Numerosi erano i gruppi orchestrali presentati nel cartellone berlinese, ma quello che ci ha maggiormente convinto ha visto protagonista la Fire! Orchestra, organico diretto dall'inesauribile energia del sassofonista baritono Mats Gustafsson, che presentava la première mondiale del suo lavoro Words. Una lunga suite con episodi a forte contrasto dinamico ed espressivo, che ha concluso nell'ultima serata le proposte della grande sala tra l'esultanza del pubblico. Le varie parti, pur differenti e antitetiche nel loro utilizzo di gruppi strumentali eterogenei, con voci, archi, ance, ottoni, elettronica, pianoforte, chitarra elettrica, erano congegnate in un meccanismo narrativo di mirabile coerenza e dialettica. Nel nutrito organico, preponderante era la componente femminile e la provenienza era da tutta l'Europa, ma pure dal Canada (la trombettista Lina Allemano) e dal Brasile (la batterista Mariá Portugal, che ricordiamo due anni fa al festival berlinese nello strepitoso trio di Fred Frith).

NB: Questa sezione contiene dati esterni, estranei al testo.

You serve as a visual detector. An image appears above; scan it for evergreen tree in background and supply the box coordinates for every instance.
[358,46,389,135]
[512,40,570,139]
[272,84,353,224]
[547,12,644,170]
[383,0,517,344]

Altra grossa formazione, illustre nella storia del jazz in Europa, era la London Jazz Composers Orchestra diretta dal suo artefice Barry Guy. Fondata più di mezzo secolo fa, da tempo non si presentava sulla scena e in questa occasione tornava con una nuova elaborazione di Guy della propria suite "Double Trouble." Con organico totalmente rinnovato attraverso l'introduzione di nuove leve provenienti da Gran Bretagna, Germania, Austria, Svizzera, Norvegia, Stati Uniti, con l'apporto ulteriore di due pianoforti, interpretati da Marilyn Crispell e Angelica Sanchez, l'orchestra ha lavorato diligentemente sulle partiture, ben lontana però dalle roventi interazioni dell'insieme con la gestualità di Guy, dalla libertà dinamica e creativa prodotta nei tempi migliori.

Guy si presentava anche all'A-Train il giorno successivo, in trio con la stessa Sanchez e con Ramón López alla batteria, ma per le ragioni già dette di sovrapposizione, con rammarico non abbiamo potuto ascoltare la performance, così come quella di James Brandon Lewis al Quasimodo e di Allemano, che ha portato il suo interessante e longevo quartetto all'A-Train. In quest'ultima occasione, eravamo impegnati alla sala grande, al concerto del quartetto di un veterano quale David Murray, che nella sua Birdly Serenade rispolverava con un certo affanno un passato di solista dalla forte vena drammatica al tenore e al clarinetto basso, allineando nel gruppo solisti eccellenti quali Marta Sanchez al pianoforte, Luke Stewart al contrabbasso, Russell Carter alla batteria.

Nella stessa serata, il set del quartetto di Makaya McCraven ha alimentato quella poderosa fusione di jazz, hip-hop e altre influenze nero americane che caratterizza la sua articolata vicenda, ricca di sfaccettature e contrasti. Un approccio spontaneo e muscolare, sviluppato a Chicago nella scena più estroversa e diretta della città ventosa. A Berlino il batterista ha portato un quartetto, con Matt Gold, fido chitarrista che si alterna a Jeff Parker nelle collaborazioni con Makaya, l'altrettanto fedele Marquis Hill alla tromba e il bassista Junius Paul, punto di riferimento tenace e pulsante di una proposta sincera e vigorosa.

Con i suoi circa seimila spettatori nell'arco di quattro giorni (il costante tutto esaurito nella sala grande), con la qualità delle proposte che captano le mappe più articolate della scena internazionale, con le iniziative e le attività collaterali rivolte in particolare alla formazione, l'appuntamento di Berlino ha ben risposto alla domanda iniziale. Resta un punto di riferimento imprescindibile della musica contemporanea.